Re: [PATCH] sched: Move task_mm_cid_work to mm delayed work

Mathieu Desnoyers <mathieu.desnoyers@xxxxxxxxxxxx> · Mon, 9 Dec 2024 10:48:35 -0500

On 2024-12-09 10:33, Mathieu Desnoyers wrote:
On 2024-12-09 08:45, Gabriele Monaco wrote:

Thinking back on this, you'll want a program that does the following
on a system with N CPUs:

- Phase 1: run one thread per cpu, pinned on each cpu. Print the
    mm_cid from each thread with the cpu number every second or so.

- Exit all threads except the main thread, join them from the main
    thread,

- Phase 2: the program is now single-threaded. We'd expect the
    mm_cid value to converge towards 0 as the periodic task clears
    unused CIDs.

So I think in phase 2 we can have an actual automated test: If after
an order of magnitude more time than the 100ms delay between periodic
tasks we still observe mm_cid > 0 in phase 2, then something is
wrong.

Been thinking about this and came up with a simple draft, I'll probably
send it as a separate patch.

Doing this can lead to false positives: the main thread may be assigned
the mm_cid 0 and keep it till the end, in this scenario the other
threads (CPUs) would get different mm_cids and exit, the main thread
will still have 0 and pass the test regardless.

I have an idea to make it a bit more robust: we can run threads as you
described in phase 1, stop all but one (let's say the one running on
the last core), make sure the main thread doesn't accidentally run on
the same core by pinning to core 0 and wait until we see the 2
remaining threads holding 0 and 1, in any order.
Besides a special case if we have only 1 available core, this should
work fine, sure we could get false positives but it seems to me much
less likely.

Does it make sense to you?

A small tweak on your proposed approach: in phase 1, get each thread
to publish which mm_cid they observe, and select one thread which
has observed mm_cid > 1 (possibly the largest mm_cid) as the thread
that will keep running in phase 2 (in addition to the main thread).

All threads other than the main thread and that selected thread exit
and are joined before phase 2.

So you end up in phase 2 with:

- main (observed any mm_cid)
- selected thread (observed mm_cid > 1, possibly largest)

Then after a while, the selected thread should observe a
mm_cid <= 1.

This test should be skipped if there are less than 3 CPUs in
allowed cpumask (sched_getaffinity).

Even better:

For a sched_getaffinity with N cpus:

- If N == 1 -> skip (we cannot validate anything)

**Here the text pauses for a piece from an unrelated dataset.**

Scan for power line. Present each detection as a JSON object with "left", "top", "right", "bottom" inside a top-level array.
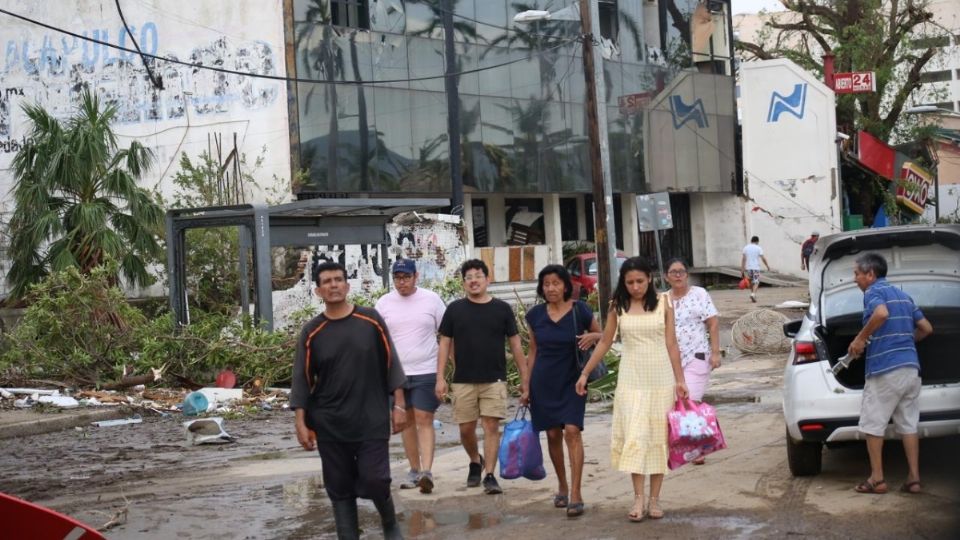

Phase 1: create N - 1 pthreads, each pinned to a CPU. main thread
also pinned to a cpu.

Publish the mm_cids observed by each thread, including main thread.

Select a new leader for phase 2: a thread which has observed nonzero
mm_cid. Each other thread including possibly main thread issue
pthread_exit, and the new leader does pthread join on each other.

Then check that the new leader eventually observe mm_cid == 0.

And it works with an allowed cpu mask that has only 2 cpus.

Thanks,

Mathieu

--
Mathieu Desnoyers
EfficiOS Inc.
https://www.efficios.com